A Desperate Prayer

Lord, I love you so much, but I’m horrible at showing it. I want to follow You in everything, but then I allow myself to get distracted from what is truly important. I know that your plan for my life is amazing. I know that once I truly give up control of it all that you will do your thing. I’m trying, Lord. But I’m failing. I can’t seem to bring myself to a place of full surrender. I’m afraid. And I know you’ve not called me to act out of fear. But out of power, love, and a sound mind. Please give me a sound mind. Give me focus. Show me the way to go. I need to learn to trust you completely. I need to learn to love you above all else. More than people’s opinion of me. Lord, I pray that I will not put others on a pedestal. I pray that I will not allow what others think of me to consume my thoughts…my life. I want to be Yours. I want to want what You want for me. Guide me. Mold me. Shape me. Into the thing that will bring You the most glory. I desire You above anything…everything.

You are so good even when I’m not. Give me that peace that goes beyond all understanding. I need your peace right now father.

Give me what you want for me. Less of me and more of you Jesus. That’s what I need. Surprise me with Your best.
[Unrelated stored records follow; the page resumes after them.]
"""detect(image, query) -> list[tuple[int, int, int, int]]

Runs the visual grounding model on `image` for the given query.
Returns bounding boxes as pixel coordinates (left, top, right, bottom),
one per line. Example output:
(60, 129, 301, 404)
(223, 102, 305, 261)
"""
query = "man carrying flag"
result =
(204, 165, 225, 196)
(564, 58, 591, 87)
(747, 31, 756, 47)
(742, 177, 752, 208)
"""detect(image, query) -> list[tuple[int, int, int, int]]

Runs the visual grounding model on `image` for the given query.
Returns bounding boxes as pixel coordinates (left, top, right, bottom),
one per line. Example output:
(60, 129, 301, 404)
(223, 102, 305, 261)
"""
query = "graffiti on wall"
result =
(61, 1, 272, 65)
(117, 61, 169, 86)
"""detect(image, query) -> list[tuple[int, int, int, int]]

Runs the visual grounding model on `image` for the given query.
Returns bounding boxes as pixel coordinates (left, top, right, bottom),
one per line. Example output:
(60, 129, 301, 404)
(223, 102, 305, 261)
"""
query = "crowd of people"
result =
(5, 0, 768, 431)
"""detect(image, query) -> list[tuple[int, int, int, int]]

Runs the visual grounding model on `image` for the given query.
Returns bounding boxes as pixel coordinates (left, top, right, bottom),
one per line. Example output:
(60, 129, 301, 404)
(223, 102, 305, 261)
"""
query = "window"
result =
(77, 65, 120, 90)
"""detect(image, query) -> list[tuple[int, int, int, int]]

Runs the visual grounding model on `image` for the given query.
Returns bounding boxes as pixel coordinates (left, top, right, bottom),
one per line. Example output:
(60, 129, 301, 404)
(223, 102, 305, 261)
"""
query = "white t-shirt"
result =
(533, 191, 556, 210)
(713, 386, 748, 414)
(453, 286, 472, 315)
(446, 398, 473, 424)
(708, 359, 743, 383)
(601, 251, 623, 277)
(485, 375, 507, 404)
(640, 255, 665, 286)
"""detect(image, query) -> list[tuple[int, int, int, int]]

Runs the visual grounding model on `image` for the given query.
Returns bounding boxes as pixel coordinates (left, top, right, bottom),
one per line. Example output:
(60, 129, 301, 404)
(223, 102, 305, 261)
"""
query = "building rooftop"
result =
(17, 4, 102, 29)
I will live in expectation of what You are going to do.

Show me the difference between guarding and hardening my heart. Thank You for what You are already teaching me about this. Remove the fear of love from me. Lord, I desire Your best…. not what I think is best.

May I press in to You now more than ever. May I be secure in the fact that I am Yours. That my heart belongs to You and You want full control over it. May I believe that You will take good care of it. That You will guard it from those who might not be right. I trust You. You are so much better at this. You know what I need a million times better than I do. I love You so. I trust You.